Reputation: 101
If I have a df:
letter body_part
a head
b head
c NA
d NA
e left_foot
And I want to split it into 2 dfs... One with only body_part - "head" and the other with everything else. I.e.
list <- split(df, df$body_part == 'head')

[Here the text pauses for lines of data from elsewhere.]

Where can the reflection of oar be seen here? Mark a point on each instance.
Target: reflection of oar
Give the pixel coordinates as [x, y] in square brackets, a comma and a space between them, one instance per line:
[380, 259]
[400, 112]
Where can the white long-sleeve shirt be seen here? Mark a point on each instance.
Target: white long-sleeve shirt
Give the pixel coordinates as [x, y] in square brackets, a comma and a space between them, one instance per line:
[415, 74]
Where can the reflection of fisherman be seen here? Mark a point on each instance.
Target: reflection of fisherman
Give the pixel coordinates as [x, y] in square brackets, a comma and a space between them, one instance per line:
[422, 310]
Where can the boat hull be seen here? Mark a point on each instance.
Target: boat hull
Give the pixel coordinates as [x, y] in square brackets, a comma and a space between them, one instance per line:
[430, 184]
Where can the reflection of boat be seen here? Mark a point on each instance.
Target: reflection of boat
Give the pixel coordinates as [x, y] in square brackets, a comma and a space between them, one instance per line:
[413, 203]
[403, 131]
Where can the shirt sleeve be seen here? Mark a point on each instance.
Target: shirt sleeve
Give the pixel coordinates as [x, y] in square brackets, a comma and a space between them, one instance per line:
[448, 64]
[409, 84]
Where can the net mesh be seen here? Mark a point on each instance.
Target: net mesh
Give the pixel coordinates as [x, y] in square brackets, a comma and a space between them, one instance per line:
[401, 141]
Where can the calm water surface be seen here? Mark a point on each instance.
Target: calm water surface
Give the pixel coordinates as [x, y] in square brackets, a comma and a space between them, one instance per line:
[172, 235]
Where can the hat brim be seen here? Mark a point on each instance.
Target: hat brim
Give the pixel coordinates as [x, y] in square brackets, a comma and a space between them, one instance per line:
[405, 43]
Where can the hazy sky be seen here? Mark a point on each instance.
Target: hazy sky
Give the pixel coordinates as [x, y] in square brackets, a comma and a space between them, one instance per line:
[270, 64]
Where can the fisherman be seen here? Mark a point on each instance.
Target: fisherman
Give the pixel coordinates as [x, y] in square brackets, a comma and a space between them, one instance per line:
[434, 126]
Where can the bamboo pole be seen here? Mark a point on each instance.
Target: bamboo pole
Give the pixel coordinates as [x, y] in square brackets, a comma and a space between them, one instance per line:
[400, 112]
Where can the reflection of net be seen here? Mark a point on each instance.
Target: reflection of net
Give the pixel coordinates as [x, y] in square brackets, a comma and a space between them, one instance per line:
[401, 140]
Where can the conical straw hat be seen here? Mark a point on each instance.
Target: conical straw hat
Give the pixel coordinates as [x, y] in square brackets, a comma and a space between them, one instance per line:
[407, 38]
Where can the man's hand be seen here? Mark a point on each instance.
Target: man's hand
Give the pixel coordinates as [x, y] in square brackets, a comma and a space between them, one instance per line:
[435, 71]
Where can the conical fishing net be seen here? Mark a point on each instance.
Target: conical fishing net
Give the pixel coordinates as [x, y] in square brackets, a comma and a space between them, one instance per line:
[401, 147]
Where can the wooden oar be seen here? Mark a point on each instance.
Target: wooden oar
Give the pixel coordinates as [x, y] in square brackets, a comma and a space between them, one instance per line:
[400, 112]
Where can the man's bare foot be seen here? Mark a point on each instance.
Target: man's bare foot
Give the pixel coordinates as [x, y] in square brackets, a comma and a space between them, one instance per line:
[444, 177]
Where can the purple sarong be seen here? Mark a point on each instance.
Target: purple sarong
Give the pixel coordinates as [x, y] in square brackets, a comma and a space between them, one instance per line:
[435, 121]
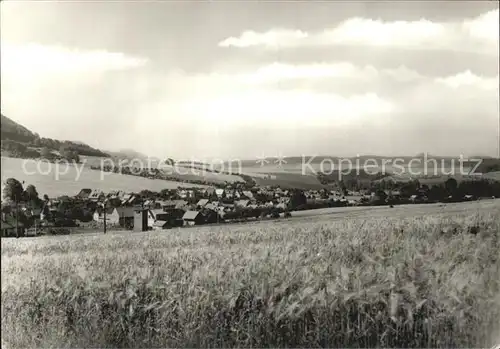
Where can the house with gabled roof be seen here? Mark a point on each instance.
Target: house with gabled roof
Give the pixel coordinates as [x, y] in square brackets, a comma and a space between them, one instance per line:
[193, 218]
[84, 193]
[242, 203]
[202, 202]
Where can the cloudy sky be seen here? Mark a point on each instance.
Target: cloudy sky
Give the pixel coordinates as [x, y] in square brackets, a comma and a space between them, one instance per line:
[243, 79]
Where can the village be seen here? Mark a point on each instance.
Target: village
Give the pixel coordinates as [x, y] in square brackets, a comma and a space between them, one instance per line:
[94, 210]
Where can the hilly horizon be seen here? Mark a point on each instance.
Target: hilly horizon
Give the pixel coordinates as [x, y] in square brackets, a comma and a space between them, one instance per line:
[13, 131]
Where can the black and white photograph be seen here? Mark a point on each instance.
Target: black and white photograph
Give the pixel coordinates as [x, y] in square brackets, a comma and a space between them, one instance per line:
[250, 174]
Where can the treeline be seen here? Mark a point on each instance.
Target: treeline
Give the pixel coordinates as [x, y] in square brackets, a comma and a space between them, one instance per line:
[156, 173]
[17, 139]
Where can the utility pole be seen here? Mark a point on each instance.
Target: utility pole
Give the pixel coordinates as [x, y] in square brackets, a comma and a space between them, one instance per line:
[17, 217]
[104, 206]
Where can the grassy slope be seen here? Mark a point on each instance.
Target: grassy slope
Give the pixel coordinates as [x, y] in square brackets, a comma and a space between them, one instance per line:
[323, 282]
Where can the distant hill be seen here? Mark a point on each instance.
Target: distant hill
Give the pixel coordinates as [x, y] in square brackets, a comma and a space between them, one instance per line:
[128, 154]
[19, 141]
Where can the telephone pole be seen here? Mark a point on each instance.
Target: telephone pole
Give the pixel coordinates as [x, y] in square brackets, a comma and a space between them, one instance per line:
[104, 206]
[17, 217]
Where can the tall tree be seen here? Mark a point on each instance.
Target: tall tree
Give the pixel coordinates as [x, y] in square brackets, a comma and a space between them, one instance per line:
[13, 190]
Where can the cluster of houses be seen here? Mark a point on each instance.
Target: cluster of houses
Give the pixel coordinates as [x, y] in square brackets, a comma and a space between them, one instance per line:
[184, 207]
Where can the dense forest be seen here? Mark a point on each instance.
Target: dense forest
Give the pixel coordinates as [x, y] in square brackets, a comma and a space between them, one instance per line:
[21, 142]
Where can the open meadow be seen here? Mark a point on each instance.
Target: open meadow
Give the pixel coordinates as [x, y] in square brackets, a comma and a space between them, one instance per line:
[55, 180]
[402, 277]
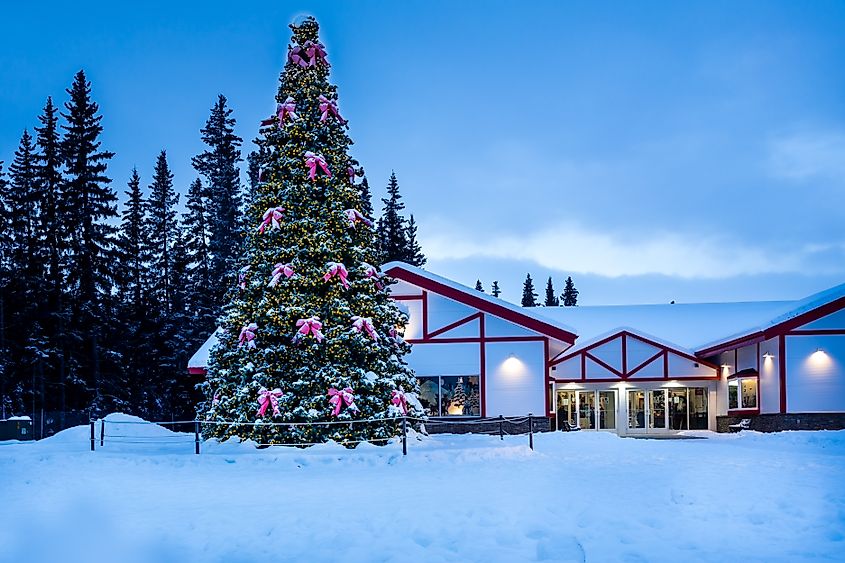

Can I do that without dropping the NA rows? (I know I can do it if I fill the NAs with a string, but is there a way that avoids that step?)
Upvotes: 2
Views: 1050
Reputation: 47350
You can convert the f
argument of split()
to factor while not exluding the NA
values.
df <- read.table(h= T, strin = F, text = "
letter body_part
a head
b head
c NA
d NA
e left_foot")
split(df, factor(df$body_part,exclude = NULL))
#> $head
#> letter body_part
#> 1 a head
#> 2 b head
#>
#> $left_foot
#> letter body_part
#> 5 e left_foot
#>
#> $<NA>
#> letter body_part
#> 3 c <NA>
#> 4 d <NA>
split(df, factor(df$body_part,exclude = NULL) == 'head')
#> $`FALSE`
#> letter body_part
#> 3 c <NA>
#> 4 d <NA>
#> 5 e left_foot
#>
#> $`TRUE`
#> letter body_part
#> 1 a head
#> 2 b head
Created on 2019-10-14 by the reprex package (v0.3.0)
Upvotes: 1
Reputation: 93938
From ?`%in%`
:
That ‘%in%’ never returns ‘NA’ makes it particularly useful in ‘if’ conditions.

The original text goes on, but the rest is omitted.